The Story of My Life

Theatre Review by Matthew Murray - February 19, 2009

The Story of My Life Music and lyrics by Neil Bartram. Book by Brian Hill. Directed by Richard Maltby, Jr. Set design by Robert Brill. Costume design by Wade Laboissonniere. Lighting design by Ken Billington, Paul Toben. Sound design by Peter Fitzgerald, Carl Casella. Projection design by Dustin O'Neill. Orchestrations by Jonathan Tunick. Cast: Will Chase, Malcolm Gets.
Theatre: Booth Theatre, 222 West 45th Street between Broadway and 8th Avenue
Running time: 90 minutes, with no intermission
Schedule: Tuesday through Saturday at 8 pm, Wednesday and Saturday at 2 pm, Sunday at 3 pm.
Audience: Appropriate for 4 and over. Children under the age of 4 are not permitted in the theatre.
Ticket prices: Orchestra and Mezzanine (Rows A-G) $110, Mezzanine (Row H) $66.50, Premium Seat Price $176.50
Tickets: Telecharge


Malcolm Gets and Will Chase
Photo by Aaron Epstein.

If more musicals had as much heart as The Story of My Life, the sweet and simple little tuner by Neil Bartram and Brian Hill that just opened at the Booth, Broadway would be a better place. But heart alone does not guarantee great - or even good - musicals. And this one is, sadly, neither great nor good. Instead, it's one of the most eye-glazingly navel-gazing new musicals to hit the Main Stem since Sunday in the Park with George nearly 25 years ago.

But unlike James Lapine and Stephen Sondheim's Pulitzer Prize winner, The Story of My Life does not offer even glancing insight into the artistic condition it wants to pretend it treats. It presents Thomas Weaver (Will Chase), a best-selling author of small-town, home-spun tales, struggling to assemble the eulogy he will deliver at the memorial service for his lifelong best friend Alvin Kelby (Malcolm Gets), who refuses to be exorcised until every word is perfect.

Their confrontation is ornamented with the expected disagreements that always crop up within long-running friendships ("Why did we stop talking?"), as well as some predictably astonishing personal revelations that nudge the story along ("Why did you never tell me why you called off your wedding?"). There are also several solos and duets of gilded Hallmark vintage linger lightly in the ear and mind, and enough musing on Thomas's tortured writing process to provide thinking-musical street cred.

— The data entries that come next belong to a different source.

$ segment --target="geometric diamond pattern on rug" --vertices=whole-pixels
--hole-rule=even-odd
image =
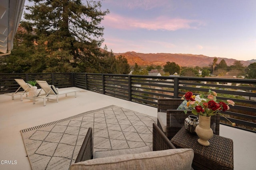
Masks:
[[[149,146],[157,118],[114,105],[21,131],[33,170],[68,170],[88,129],[94,151]]]

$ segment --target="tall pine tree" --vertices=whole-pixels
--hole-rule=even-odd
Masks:
[[[34,28],[35,44],[40,47],[34,57],[46,58],[48,63],[44,72],[99,70],[104,30],[99,25],[109,12],[101,10],[100,1],[87,0],[86,4],[80,0],[28,1],[34,4],[26,6],[23,25]]]

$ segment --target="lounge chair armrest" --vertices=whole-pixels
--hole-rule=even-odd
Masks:
[[[93,140],[92,129],[89,127],[75,163],[92,159],[93,157]]]
[[[153,123],[153,151],[176,149],[156,123]]]

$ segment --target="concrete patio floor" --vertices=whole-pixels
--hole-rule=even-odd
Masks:
[[[31,169],[20,131],[68,117],[87,111],[114,105],[156,117],[156,108],[76,88],[73,94],[50,100],[43,106],[42,100],[33,104],[30,100],[20,101],[19,96],[0,95],[0,170]],[[255,170],[256,134],[220,125],[220,135],[233,140],[235,170]],[[12,161],[5,164],[2,160]],[[15,164],[15,162],[16,162]]]

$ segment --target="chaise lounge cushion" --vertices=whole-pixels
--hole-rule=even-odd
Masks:
[[[192,149],[173,149],[87,160],[71,165],[74,170],[190,170]]]
[[[100,150],[94,152],[93,158],[114,156],[126,154],[135,154],[151,151],[148,146],[128,149],[121,149],[111,150]]]

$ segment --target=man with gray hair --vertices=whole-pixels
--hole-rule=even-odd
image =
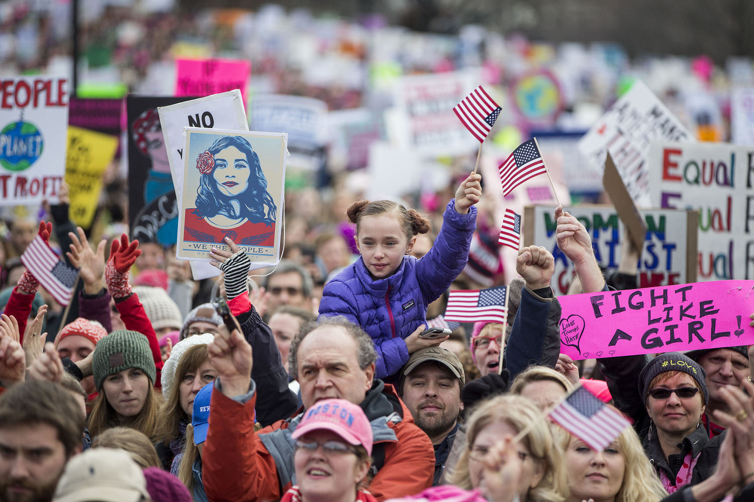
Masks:
[[[291,343],[290,372],[301,384],[303,407],[296,416],[254,432],[256,387],[251,348],[224,326],[207,347],[217,370],[212,421],[202,453],[203,481],[211,500],[278,500],[296,484],[296,430],[306,409],[325,399],[358,404],[372,423],[374,477],[379,500],[418,493],[432,484],[434,455],[392,385],[374,378],[372,339],[343,318],[312,321]]]

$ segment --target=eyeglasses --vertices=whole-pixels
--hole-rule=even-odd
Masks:
[[[296,449],[306,450],[309,453],[314,453],[317,449],[322,446],[322,451],[326,454],[343,455],[344,453],[353,453],[356,455],[356,450],[345,445],[340,441],[325,441],[324,443],[317,443],[317,441],[302,441],[299,440],[296,442]]]
[[[649,390],[649,395],[654,399],[667,399],[671,394],[675,394],[681,399],[694,397],[699,392],[696,387],[679,387],[678,388],[653,388]]]
[[[484,458],[489,452],[489,446],[474,446],[469,450],[469,458],[477,462],[483,462]],[[529,455],[529,453],[526,452],[516,452],[519,455],[519,458],[521,461],[526,460],[526,457]]]
[[[280,294],[282,294],[283,291],[287,293],[289,297],[297,297],[299,294],[302,294],[302,291],[298,288],[275,287],[275,288],[271,288],[267,291],[269,291],[270,294],[274,295],[276,297],[278,297]]]
[[[479,338],[474,339],[474,348],[486,348],[489,347],[490,342],[495,340],[495,342],[498,347],[503,346],[503,336],[495,336],[495,338],[489,338],[489,336],[480,336]]]

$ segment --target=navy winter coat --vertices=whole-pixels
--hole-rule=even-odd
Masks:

Even so, the discussion between the man and the ghost that won't unblock his talent is literally all that happens across 90 minutes of playing time.

But in a Broadway theater, there's a fine line between "small" and "inconsequential," which this musical crosses time after time. A number of Bartram's compositions are legitimately standalone beautiful: the intricate "Mrs. Remington," recollecting the elementary school teacher that united the two; "1876," about the book (The Adventures of Tom Sawyer) that inspired Thomas to become a writer; and "Normal," in which Thomas tries to "straighten" out the far-too-unique Alvin. But the lack of in-depth characterizations and an overreliance on repetition and heavy-handed metaphors (be prepared to be assaulted with endless theorizing - and singing - about the "butterfly effect") makes the show seem like little more than a song cycle with delusions of grandeur.

The participation of a top-tier director (Richard Maltby, Jr.) to enforce unadorned honesty as the overriding theme and a world-class orchestrator (Jonathan Tunick) to give the score weight and sweep it would likely never receive under other circumstances does help elevate this often heavy-legged show. And the minuscule cast and triumphantly modest scenic requirements (Robert Brill's set is little more than one half-bookshelf and a few attendant pieces of furniture, which Ken Billington and Paul Toben have aggressively lit) make it obvious why this show was produced in these perilously lean economic times.

Unfortunately, nothing about the show as a complete theatrical enterprise registers as the work of artistic-minded professionals fueled by an intense desire to communicate something vital about the human experience. It reminded me most of the almost-almost-there offerings that typically form the bulk of the entries in the New York Musical Theatre Festival: titles that display their writers' latent but undeveloped promise, but that no one in charge seriously thinks will - or should - go anywhere. Bartram and Hill obviously feel strongly about their subject, likely because one or both were touched by the loss of someone close to them, but that passion doesn't prevent you from checking your watch every three minutes.

Anyone can put their baldest emotions on a stage and mildly move or gently touch a viewer; good luck coming away from Bartram and Hill's outing without thinking about the decades-long friendships that have irrevocably altered your life - that's just the way proximity works. But the greatest shows in the musical theatre canon, the ones that engage the inner circles of your spirit, are those that translate the petty concerns everyone experiences in searing words and music that make them dramatic and universal inevitabilities. Deeply felt as Bartram and Hill's story may be, it never makes the leap from their existence to ours. Its isolation makes it superficial, and its superficialiaty makes it a really tough slog.

Staying involved - to say nothing of staying awake - would be all but impossible if not for Chase. Unstoppably energetic, whether depicting Thomas's bullet train ride to adulthood or his writer's block-inspired lethargy as an adult, he's absolutely right in every way as the man who's forever lost within himself, and who's built everything he has on lies that derive from the truth. Chase's rock-modern voice may have been put to better use as the lead in High Fidelity (the last role Chase originated on Broadway, over two years ago), but he's singlehandedly responsible for keeping this show from being as old-fashioned as Bartram and Hill apparently want it to be.

Gets is playing, well, what Gets usually plays: nerdy, neurotic, and impish, an eternal outsider with his nose pressed against the window. It's mostly right for Alvin, who operates on a wavelength Thomas couldn't find more foreign. But it's far too familiar and easy a choice; Gets doesn't say anything in any way you haven't heard from countless times in the past.

That makes him not that much different from The Story of My Life itself. Like Alvin, the show is genuine: the truest and sincerest new musical Broadway has seen in the last couple of seasons, and a welcome antidote to the synthetic excesses of the likes of Billy Elliot, 13, and [title of show]. But it prides itself on regurgitating ideas and feelings others have described more originally, more specifically, and more richly elsewhere. When Thomas and Alvin describe their disintegrating relationship with lines like "The symbolism was glaringly obvious" and "The usual platitudes hung in the air," it's heartbreaking how intimately you understand exactly what they mean.